Basin and Hydrolocation

Understanding basin retrieval, hydrolocation, and elevation-based processing used by the NLDI.

Overview

The NLDI provides two key operations that return spatial information based on
network location:

  1. Basin — returns the upstream drainage area for a given {featureSource}/{featureID}
  2. Hydrolocation — returns a precise linear reference on the hydrologic network

These operations rely on both NHDPlusV2 network geometry and specialized
processing algorithms.

Basin Endpoint

The basin endpoint returns an upstream basin polygon for any registered feature.

Example:

https://api.water.usgs.gov/nldi/linked-data/nwissite/USGS-05428500/basin?f=json

The basin is assembled from all catchments upstream of the feature’s associated comid, producing a polygon representing the full watershed contributing flow to that point.

Parameters

Parameter Default Description
simplified true When true, returns a reduced-vertex polygon suitable for display. Set to false for full-resolution NHDPlusV2 geometry.
splitCatchment false When true, the local catchment containing the feature is split at the feature’s linear-reference position, and only the upstream portion is included. This produces a more precise drainage boundary for features that do not coincide with a catchment outlet.

Both parameters are optional. A basic basin request with no parameters returns a simplified polygon based on whole upstream catchments.
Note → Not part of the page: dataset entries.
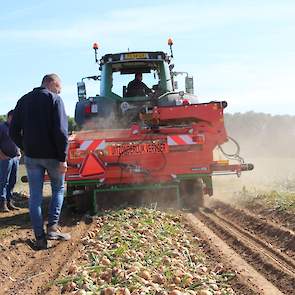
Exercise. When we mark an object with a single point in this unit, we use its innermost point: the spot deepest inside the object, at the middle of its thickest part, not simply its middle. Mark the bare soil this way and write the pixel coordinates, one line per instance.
(254, 249)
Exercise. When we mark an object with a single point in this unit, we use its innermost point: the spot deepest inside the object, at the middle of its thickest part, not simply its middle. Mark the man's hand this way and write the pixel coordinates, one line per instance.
(63, 167)
(3, 156)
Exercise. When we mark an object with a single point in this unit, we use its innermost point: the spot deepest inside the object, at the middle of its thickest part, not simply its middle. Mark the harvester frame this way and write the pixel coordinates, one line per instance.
(168, 144)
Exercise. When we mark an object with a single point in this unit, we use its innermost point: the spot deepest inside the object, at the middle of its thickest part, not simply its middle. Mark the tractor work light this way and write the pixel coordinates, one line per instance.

See the Swagger UI for the complete parameter reference.

Hydrolocation

The hydrolocation endpoint provides a linear referencing position along a flowline.
When you submit a point via coords=POINT(lon lat), the endpoint:

  • Snaps the point to the nearest flowline if within 200 meters
  • Otherwise performs a raindrop trace to find the nearest downstream flowline

Example — snap a coordinate near Madison, WI to the hydrologic network:

https://api.water.usgs.gov/nldi/linked-data/hydrolocation?f=json&coords=POINT(-89.35 43.0864)

The result includes the flowline geometry, the comid, and a measure value indicating the linear-reference position along the reach.

Raindrop Trace Algorithm

The raindrop trace algorithm uses elevation data to follow the path of steepest
descent from the input coordinate to the nearest flowline in the correct catchment.

As a result, hydrolocation references:

  • Identify a valid flowline within the local catchment
  • Avoid snapping to nearby but hydrologically incorrect tributaries
  • Provide a consistent starting point for basin or split-catchment operations

The nldi-flowtools and nldi-xstool Python packages implement this algorithm. The NLDI pygeoapi server exposes them as standalone services.

The raindrop trace and split-catchment algorithms are also available as standalone geoprocessing services through the NLDI pygeoapi processes .

Split Catchment Algorithm

The split catchment algorithm divides the local NHDPlus catchment polygon into
two polygons:

  • Upstream portion contributing to the hydrolocation point
  • Downstream portion below the hydrolocation point

This process requires:

  • A precise location on a flowline (typically provided by raindrop trace)
  • NHDPlusV2 catchment geometry
  • Flow direction and network connectivity metadata

The resulting upstream polygon can be combined with the larger basin polygon to produce a precise, point‑specific drainage area.

The split catchment is also available as a standalone geoprocessing service; see Split Catchment for the OGC API Processes endpoint and a working POST example.

Example Workflow (Conceptual)

  1. User provides a coordinate.
  2. Hydrolocation identifies the flowline position (snap or elevation trace).
  3. Split catchment divides local catchment into upstream and downstream components.
  4. Basin endpoint supplies the full upstream catchment accumulation.
  5. Combined output yields a custom delineated basin for the exact point.

See Client Libraries for Python and R examples of basin retrieval.